The claim that Meacher is not “serious or credible” has no foundation. He is not a back-bench maverick or a member of what the right-wing British press likes to refer to as the “loony left.” On the contrary, he was the Labour Party’s most experienced cabinet minister, having served in Parliament for 33 years, holding various cabinet posts going back to the Wilson and Callaghan administrations in the 1970s. He served in Blair’s cabinet as environment minister for six years until he was removed in June amid the mounting crisis of the Labour government over the Iraq war. He played a prominent role in the negotiation of the Kyoto accords on the environment and was long considered a contender for the position of Labour Party leader.
That someone with these political connections charges in print that elements within the US administration knew that a terrorist attack was coming on September 11 and allowed it to happen to further their war plans represents an extremely dangerous development for the Bush White House. He speaks not just for himself. The thesis he advances is indicative of what is assumed and is being said behind the scenes among much wider circles within the sole major government to have backed Washington in its invasion of Iraq.

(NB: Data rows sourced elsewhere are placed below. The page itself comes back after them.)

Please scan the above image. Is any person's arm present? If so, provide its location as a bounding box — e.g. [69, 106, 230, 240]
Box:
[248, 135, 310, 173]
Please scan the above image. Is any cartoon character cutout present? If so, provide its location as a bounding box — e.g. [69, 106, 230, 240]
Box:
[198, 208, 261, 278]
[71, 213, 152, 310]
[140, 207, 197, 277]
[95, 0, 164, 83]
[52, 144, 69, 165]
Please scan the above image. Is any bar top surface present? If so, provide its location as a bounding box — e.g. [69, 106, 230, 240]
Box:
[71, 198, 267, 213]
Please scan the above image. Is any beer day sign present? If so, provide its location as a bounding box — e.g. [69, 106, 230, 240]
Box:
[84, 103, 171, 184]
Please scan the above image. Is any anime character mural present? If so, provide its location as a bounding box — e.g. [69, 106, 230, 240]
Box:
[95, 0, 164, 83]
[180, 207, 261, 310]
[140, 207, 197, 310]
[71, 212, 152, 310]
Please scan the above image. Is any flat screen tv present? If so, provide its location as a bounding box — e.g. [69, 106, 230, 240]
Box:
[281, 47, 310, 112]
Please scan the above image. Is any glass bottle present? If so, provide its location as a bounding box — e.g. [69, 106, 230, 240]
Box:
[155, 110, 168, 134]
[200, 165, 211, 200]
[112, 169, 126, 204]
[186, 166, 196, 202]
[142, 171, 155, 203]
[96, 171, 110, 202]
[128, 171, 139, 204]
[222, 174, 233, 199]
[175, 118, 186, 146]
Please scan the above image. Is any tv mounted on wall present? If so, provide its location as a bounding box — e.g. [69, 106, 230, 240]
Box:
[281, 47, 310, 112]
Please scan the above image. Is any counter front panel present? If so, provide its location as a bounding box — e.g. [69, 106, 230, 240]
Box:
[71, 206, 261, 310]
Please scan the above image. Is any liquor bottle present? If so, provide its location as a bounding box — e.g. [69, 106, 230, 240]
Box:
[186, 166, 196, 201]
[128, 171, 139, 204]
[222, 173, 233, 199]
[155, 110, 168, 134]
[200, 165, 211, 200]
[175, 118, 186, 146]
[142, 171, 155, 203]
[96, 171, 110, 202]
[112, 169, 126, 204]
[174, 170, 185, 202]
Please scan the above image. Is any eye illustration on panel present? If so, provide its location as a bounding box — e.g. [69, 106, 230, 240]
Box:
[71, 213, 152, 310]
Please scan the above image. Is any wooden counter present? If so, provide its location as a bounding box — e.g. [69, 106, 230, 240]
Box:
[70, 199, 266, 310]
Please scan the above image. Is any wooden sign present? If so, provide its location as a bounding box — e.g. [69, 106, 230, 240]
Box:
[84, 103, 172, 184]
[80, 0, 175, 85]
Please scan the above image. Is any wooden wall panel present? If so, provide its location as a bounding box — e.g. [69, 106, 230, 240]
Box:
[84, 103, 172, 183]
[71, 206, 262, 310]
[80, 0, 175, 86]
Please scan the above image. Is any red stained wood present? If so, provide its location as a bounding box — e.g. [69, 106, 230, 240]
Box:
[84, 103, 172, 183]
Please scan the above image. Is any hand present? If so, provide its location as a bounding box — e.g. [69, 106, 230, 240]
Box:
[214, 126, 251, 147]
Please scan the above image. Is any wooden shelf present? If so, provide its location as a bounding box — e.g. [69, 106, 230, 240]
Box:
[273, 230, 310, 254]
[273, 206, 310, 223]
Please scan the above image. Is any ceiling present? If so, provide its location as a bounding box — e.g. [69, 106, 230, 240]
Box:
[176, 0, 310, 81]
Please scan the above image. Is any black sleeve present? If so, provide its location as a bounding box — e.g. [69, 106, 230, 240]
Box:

It is doubtless that the article was motivated by the deepening crisis of the Blair government itself over the exposure of the lies it used to promote the Iraq war. With continuing revelations from within the government’s own intelligence agencies about the fabrication of evidence against Iraq, recent polls have shown a majority of Britons in favor of Blair’s resignation.
The questions Meacher raises have never been answered by anyone in the US government. On the eve of the second anniversary of the September 11 terrorist attacks, the American public knows almost nothing more about what happened that day—and how it was allowed to happen—than it knew two years ago. The Bush White House has made every effort to derail or stonewall any independent investigation into these tragic events. To this day, no one has explained how suspected terrorists, under the surveillance of the FBI and the CIA, were allowed to enter the US, commandeer commercial aircraft and fly them unhindered until striking their targets.
Meacher’s article pursues many of the same themes that have been raised over the past two years by the World Socialist Web Site concerning the way the September 11 events were seized upon by the Bush government to drive forward its longstanding plans for military aggression, as well as the ample evidence that the government was repeatedly warned about the impending attacks, yet failed to take even routine actions to counter them.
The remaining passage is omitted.